Narrow a locator. Chains desugar to free calls: `getByRole(...).filter(...).first()`.

- `filter(locator, { hasText?, hasNotText?, has?, hasNot? })` — Keep matches by contained text or a nested child locator.
- `first(locator)` — First match.
- `last(locator)` — Last match.
- `nth(locator, index)` — The N-th match (0-indexed).
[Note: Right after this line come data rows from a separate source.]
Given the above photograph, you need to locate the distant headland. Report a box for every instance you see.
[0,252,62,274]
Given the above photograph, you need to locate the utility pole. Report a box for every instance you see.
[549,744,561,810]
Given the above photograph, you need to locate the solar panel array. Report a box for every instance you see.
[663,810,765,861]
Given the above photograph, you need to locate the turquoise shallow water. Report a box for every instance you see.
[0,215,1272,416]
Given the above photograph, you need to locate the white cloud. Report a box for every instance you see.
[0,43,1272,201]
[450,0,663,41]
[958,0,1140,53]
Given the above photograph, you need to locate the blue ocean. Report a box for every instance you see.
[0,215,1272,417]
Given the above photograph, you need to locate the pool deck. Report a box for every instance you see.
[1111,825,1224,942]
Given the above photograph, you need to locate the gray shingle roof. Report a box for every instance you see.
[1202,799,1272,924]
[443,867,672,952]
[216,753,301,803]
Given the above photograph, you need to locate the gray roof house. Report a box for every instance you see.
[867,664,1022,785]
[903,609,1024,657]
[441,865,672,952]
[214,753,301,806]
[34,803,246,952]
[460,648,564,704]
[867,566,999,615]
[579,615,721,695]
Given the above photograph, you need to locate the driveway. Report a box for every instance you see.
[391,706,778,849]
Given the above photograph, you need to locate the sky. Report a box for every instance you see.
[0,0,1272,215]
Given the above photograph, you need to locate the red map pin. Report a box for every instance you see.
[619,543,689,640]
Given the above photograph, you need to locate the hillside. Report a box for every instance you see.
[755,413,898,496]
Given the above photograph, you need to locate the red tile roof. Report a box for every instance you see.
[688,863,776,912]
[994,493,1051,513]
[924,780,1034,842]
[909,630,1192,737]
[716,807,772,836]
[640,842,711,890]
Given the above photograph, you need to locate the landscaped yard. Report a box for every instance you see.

Index-only refinement is fragile (linter info).
- `contentFrame(locator)` — Resolve an `<iframe>` element to its content frame.

## Actions

Interact with elements. Every action takes an options object; e.g. `{ force: true }`.

- `click(locator, { force?, timeout?, noWaitAfter? })` — Click an element.
- `doubleClick(locator, { force?, timeout? })` — Double-click an element.
- `fill(locator, value, { timeout?, noWaitAfter? })` — Clear and type a value into an input.
- `press(locator, key, { delay?, timeout? })` — Press a key (e.g. 'Enter', 'Control+A').
- `check(locator, { force?, timeout? })` — Check a checkbox/radio.
- `uncheck(locator, { force?, timeout? })` — Uncheck a checkbox.
- `hover(locator, { force?, timeout? })` — Hover over an element.
- `selectOption(locator, value, { timeout? })` — Select option(s) in a `<select>`. `value` is a string or string[].
- `scrollIntoView(locator)` — Scroll an element into the viewport.
- `dragAndDrop(from, to, { force?, timeout? })` — Drag one element onto another. Uses synthetic mouse events (not native HTML5 DragEvent).
- `uploadFile(locator, files)` — Set files on a file input. `files` is a path or path[].
- `clipboardPaste(locator, text)` — Paste text. Synthetic, not a native ClipboardEvent.

## Assertions

Polling assertions (default timeout 5000ms). Assertion failures never retry.

- `assertText(locator, expected, { exact?, timeout? })` — Element's text equals/contains `expected`.
- `assertVisible(locator, { timeout? })` — Element is visible.
- `assertHidden(locator, { timeout? })` — Element is hidden or detached.
- `assertValue(locator, expected, { timeout? })` — Input's value equals `expected`.
- `assertCount(locator, expected, { timeout? })` — Number of matches equals `expected`.
- `assertUrl(pattern, { timeout? })` — Current URL contains `pattern`.
- `assertTrue(condition, message?)` — Assert a boolean condition.

## Queries

Read values (non-polling). Use to branch logic in plain JS.

- `count(locator) → number` — Number of matching elements.
- `textContent(locator) → string` — Text content ("" if none).
- `inputValue(locator) → string` — Current input value.
- `isVisible(locator) → boolean` — Whether the element is visible.
- `getAttribute(locator, name) → string` — Attribute value ("" if missing).
- `getInnerText(locator) → string` — Rendered inner text.
- `getInputValue(locator) → string` — Input value (alias of inputValue).
- `getTitle() → string` — Document title of the active page.
- `getUrl() → string` — URL of the active page.

## Storage & cookies

Read/write localStorage and cookies for setup and assertions.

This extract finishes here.